Download & View Prospek Industri Kecil as PDF for free.

More details

  • Words: 3,226
  • Pages: 14
PROSPEK INDUSTRI KECIL DI INDONESIA I.

PENDAHULUAN. 1. Latar Belakang. Perkembangan perekonomian di Indonesia yang dalam beberapa tahun ini mengalami suatu krisis ekonomi secara global maupun secara mikro, banyak berakibatnya perusahaan – perusahaan besar mengalami dampaknya karena mengakibatkan melonjaknya nilai kredit meraka yang berbentuk dolar maupun mata uang asing lainnya. Sehingga mengakibatkan pertumbuhan ekonomi yang menurun sehingga suatu proses yang berantai dari krisis ekonomi antar dan inter negara, dari satu kawasan ke kawasan lain, dari antar wilayah ke wilayah lain. Indonesia adalah salah satu negara yang paling parah akibat dari resesi ekonomi. Berawal dari krisis ekonomi pada tahun 1997 yang dimulai dari kemorosotannya nilai mata uang rupiah terhadap beberapa mata uang asing dan telah menyebabkan berubahnya secara total perekonomian dalam skala besar telah menimbulkan kegoncangan dan ketimpangan neraca pembayaran maupun neraca perdagangan. Dalam

situasi

dan

kondisi

ekonomi

yang

belum

kondusif

ini,

pengembangan industri kecil atau kegiatan Usaha Kecil dan menengah dianggap sebagai satu alternatif penting yang mampu mengurangi beban berat yang dihadapi perekonomian nasional dan daerah. Pertumbuhan jumlah industri kecil yang cepat dan relatif mampu bertahan di saat krisi serta memiliki daya serap tenaga kerja yang tinggi membuktikan bahwa sudah seharusnya industri kecil manjadi tulang punggung perekonomian yang harus terus dibina dan diperhatikan. Perkembangan industri kecil yang luas di seluruh tanah air dapat memberikan kesempatan berusaha dan lapangan kerja yang merata sehingga

kemiskinan dan penganguran dapat direduksi dan bahkan dihilangkan.Dalam hal ini pemerintah harus merubah orientasi kebijakan ekonomi dengan menerapkan kebijakan pembangunan ekonomi yang lebih mengutamakan aspek pemerataan kesempatan berusaha bagi seluruh lapisan masyarakat. Yang mana pemerintah harus berkomitmen untuk memberdayakan dan mengembangkan usaha kesil tanpa mengabaikan industri lainnya.

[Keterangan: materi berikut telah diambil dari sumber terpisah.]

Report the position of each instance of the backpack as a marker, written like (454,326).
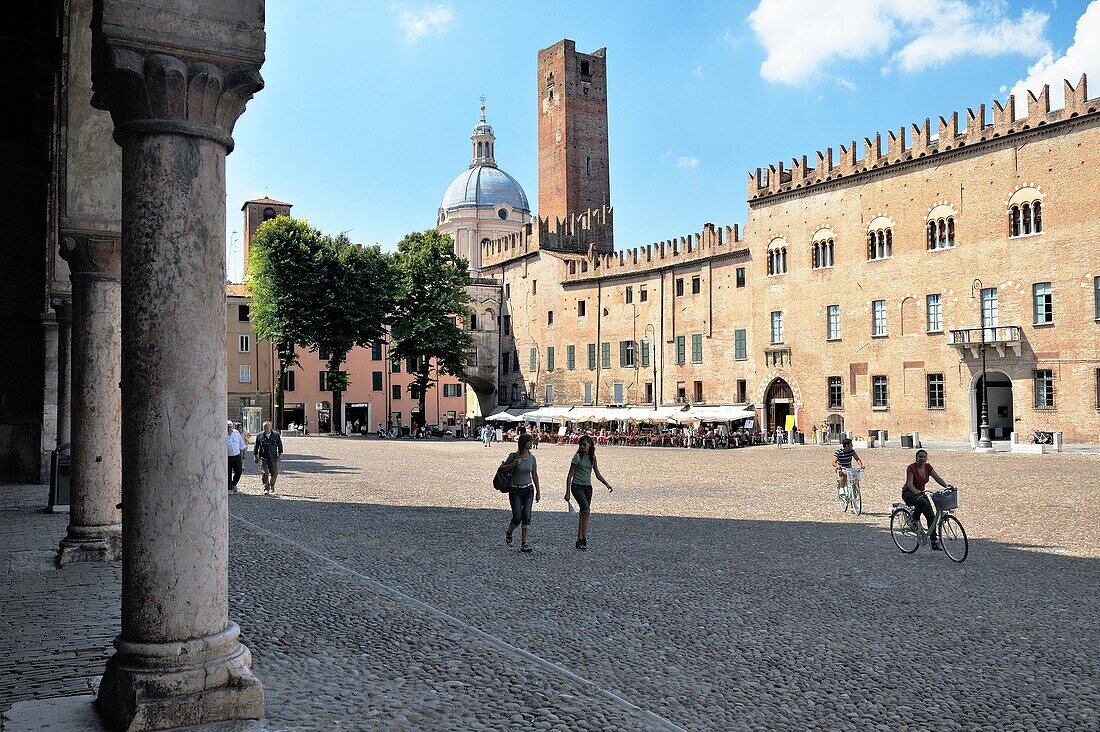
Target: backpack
(503,478)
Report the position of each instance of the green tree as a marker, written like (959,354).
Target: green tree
(356,298)
(431,295)
(285,284)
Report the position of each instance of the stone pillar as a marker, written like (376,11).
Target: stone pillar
(63,308)
(95,530)
(48,437)
(175,85)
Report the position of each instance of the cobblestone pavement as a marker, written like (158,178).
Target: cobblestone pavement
(722,590)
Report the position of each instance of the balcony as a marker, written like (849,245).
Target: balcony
(1000,338)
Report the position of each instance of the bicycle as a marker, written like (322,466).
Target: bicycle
(909,535)
(849,494)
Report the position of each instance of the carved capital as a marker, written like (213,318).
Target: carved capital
(92,253)
(161,69)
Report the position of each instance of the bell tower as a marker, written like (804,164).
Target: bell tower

Karena industri kecil banyak memiliki muatan lokal yang murah dan tidak memiliki hutang besar dalam bentuk mata uang asing, sehingga resiko pada industri kecil saat krisis global akan lebih kecil. 2. Perumusan Masalah Usaha Kecil serta Industri kecil sangat berperan penting dalam perekonomian pembangunan pada saat ini, maka di dalam paper ini kami akan membahas prospek industri kecil di Indonesia dilihat dari berbagai aspek. Mulai dari masalah yang ada, tantangan baik dari berbagai segi, kelemahan dalam pengembangan industri kecil di masyarakat, dan peluang untuk strategi yang bisa menunjang pertumbuhan industri kecil di Indonesia. Semua pembahasan tentang pertumbuhan industri kecil dan prospeknya akan dibahas dalam makalah ini.

II.

PEMBAHASAN. Berbagai Pengertian Industri Kecil Ada dua definisi Usaha Kecil yang dikenal di Indonesia. Pertama, definisi Usaha Kecil menurut Undang-Undang No. 9 tahun 1995 tentang Usaha Kecil adalah kegiatan ekonomi rakyat yang memiliki hasil penjualan tahunan maksimal Rp 1 milyar dan memiliki kekayaan bersih, tidak termasuk tanah dan bangunan tempat usaha, paling banyak Rp 200 juta (Sudisman & Sari, 1996: 5). Kedua, menurut kategori Biro Pusat Statistik (BPS), Usaha Kecil identik dengan industri kecil dan industri rumah tangga.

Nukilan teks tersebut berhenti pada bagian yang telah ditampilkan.